Bing Zhang, Goce Trajcevski and Liu Liu’s article titled “Towards Fusing Uncertain Location Data From Heterogeneous Sources” studies the problem of combining the uncertain location data obtained from GPS devices and roadside sensors. The authors propose a novel model called Fused Bead (FB) to capture the whereabouts of moving objects in time in this setting. The FB model extends from the existing bead model which is based solely on GPS locations. The authors further develop algorithms for answering traditional spatio-temporal range queries and a special variant pertaining to objects locations with respect to lanes on road segments. These algorithms facilitate the processing of so-called lane-crossing queries, e.g., “Retrieve all the vehicles which have had more than 90 % probability of crossing the lane in road segment RS1 when driving less than 50km/h and carrying less than 80 % of the maximum load”. The answers to such queries play an important role in applications related to efficient traffic management for the purpose of regulating the regime of traffic lights. The authors evaluate the benefits of the proposed approach by experiments on both real and synthetic data. The experiments show that the proposed method may reduce false positives by up to 26 % for the real data, and by up to 40 % for the synthetic dataset, when compared with the traditional bead uncertainty models.

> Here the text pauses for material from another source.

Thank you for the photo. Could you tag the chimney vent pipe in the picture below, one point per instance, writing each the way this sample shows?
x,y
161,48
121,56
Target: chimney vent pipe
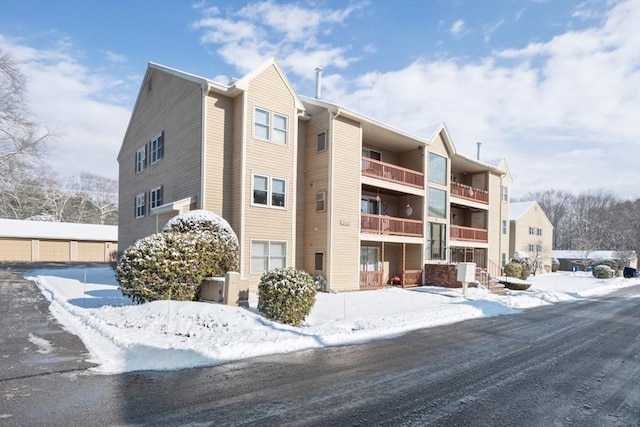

The article by Paul Weiser, Simon Scheider, Dominik Bucher, Peter Kiefer, Martin Raubal, titled “Towards Sustainable Mobility Behavior: Research Challenges for Location-Aware Information and Communication Technology”, investigates how location-aware information and communication technology (ICT) can enable novel interactive and participatory approaches that help people in becoming more sustainable. The authors discuss the various aspects of this issue from a technological and cognitive engineering perspective, based on an overview of the main information processes that may in influence mobility behavior. They provide a systematic survey of research challenges, the corresponding state-of-the-art, and future research opportunities of location aware ICT targeted at making people’s behavior more sustainable. The survey starts with an analysis of the information requirements for some established behavior to be changed, taking into account both the analysis and planning aspects of sustainable activity alternatives. The survey then identifies open research questions via a literature review on the state-of-the-art research, ranging from goal planning and activity detection, over activity scoring, to the effective communication of sustainable alternatives. As a conclusion the survey suggests a research agenda that aims at tackling the identified open challenges.